Attorney argues Ind. man's spy sentence too severe

INDIANAPOLIS (AP) — A lawyer for a former Indiana truck driver convicted of trying to sell U.S. secrets to Saddam Hussein's Iraqi government said Monday that the 13-year sentence the man received is too harsh and he shouldn't be serving it in a federal Supermax prison.

Federal prosecutors said Shaaban Shaaban traveled to Baghdad in late 2002 to sell Hussein's government the names of CIA operatives in Iraq for $3 million and to coordinate human shields once the U.S. invaded but was unable to seal the deal. When federal agents searched Shaaban's house in Greenfield, 20 miles east of Indianapolis, they found no evidence that he possessed such information, court documents said.

"He really had nothing to sell," Shaaban's attorney, Bernard Kleinman, of White Plains, N.Y., told The Associated Press. "He was convicted of trying to fool the Iraqi government."
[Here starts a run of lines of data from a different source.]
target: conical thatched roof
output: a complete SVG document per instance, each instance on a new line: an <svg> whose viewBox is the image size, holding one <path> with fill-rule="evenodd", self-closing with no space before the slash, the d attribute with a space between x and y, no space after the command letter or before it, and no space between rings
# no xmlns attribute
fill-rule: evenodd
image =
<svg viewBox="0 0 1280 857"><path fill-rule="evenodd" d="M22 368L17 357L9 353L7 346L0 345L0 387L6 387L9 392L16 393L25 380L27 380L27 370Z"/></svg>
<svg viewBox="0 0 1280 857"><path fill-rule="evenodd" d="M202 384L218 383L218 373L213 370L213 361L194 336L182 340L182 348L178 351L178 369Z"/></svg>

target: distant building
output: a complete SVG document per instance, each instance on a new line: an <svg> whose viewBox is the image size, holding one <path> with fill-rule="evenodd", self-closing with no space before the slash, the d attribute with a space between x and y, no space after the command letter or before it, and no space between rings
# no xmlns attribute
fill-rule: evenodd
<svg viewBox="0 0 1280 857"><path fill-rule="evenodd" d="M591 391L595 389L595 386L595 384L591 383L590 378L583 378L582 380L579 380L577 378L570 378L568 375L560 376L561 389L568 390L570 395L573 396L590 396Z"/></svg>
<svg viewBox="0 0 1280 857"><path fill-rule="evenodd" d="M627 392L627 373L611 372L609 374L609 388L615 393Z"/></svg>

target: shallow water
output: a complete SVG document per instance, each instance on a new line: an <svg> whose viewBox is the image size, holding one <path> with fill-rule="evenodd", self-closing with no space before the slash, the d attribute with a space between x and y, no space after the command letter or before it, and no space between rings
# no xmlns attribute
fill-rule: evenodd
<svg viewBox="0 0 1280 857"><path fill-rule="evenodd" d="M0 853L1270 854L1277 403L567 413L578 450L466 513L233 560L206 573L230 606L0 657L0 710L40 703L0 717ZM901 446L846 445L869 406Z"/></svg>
Shaaban, who was born in Jordan, was indicted in 2005 on charges he had acted as a foreign agent. The following year, he was convicted, sentenced to prison and stripped of his citizenship.

Shaaban was initially housed in the federal prison at Terre Haute but was later moved to the Supermax prison in Colorado. The "super maximum security" prison houses some of the nation's most notorious criminals, including Oklahoma City bombing conspirator Terry Nichols and "Unabomber" Ted Kaczynski.

"I don't think he's ever been a threat whatsoever to the public," Kleinman told the AP. "I don't think he's any threat to national security."

In court documents filed Thursday, Kleinman argues that Shaaban's sentence was "grossly disproportionate" to the crime and amounted to unconstitutional cruel and unusual punishment.

"The sentence imposed was disparate to similar facts applied on a nationwide basis," Kleinman wrote.

But the U.S. attorney's office said in a statement Monday that it stood by the sentence.

"We ... feel the sentence was appropriate," said Tim Horty, spokesman for the U.S. attorney's office in Indianapolis.

Court documents filed on Shaaban's behalf last week also repeated the argument that he was never allowed to bring witnesses from Russia who he maintained could corroborate his claim that the crimes of which he was convicted were actually committed by a long-lost twin brother who later was killed in a bombing in Chechnya.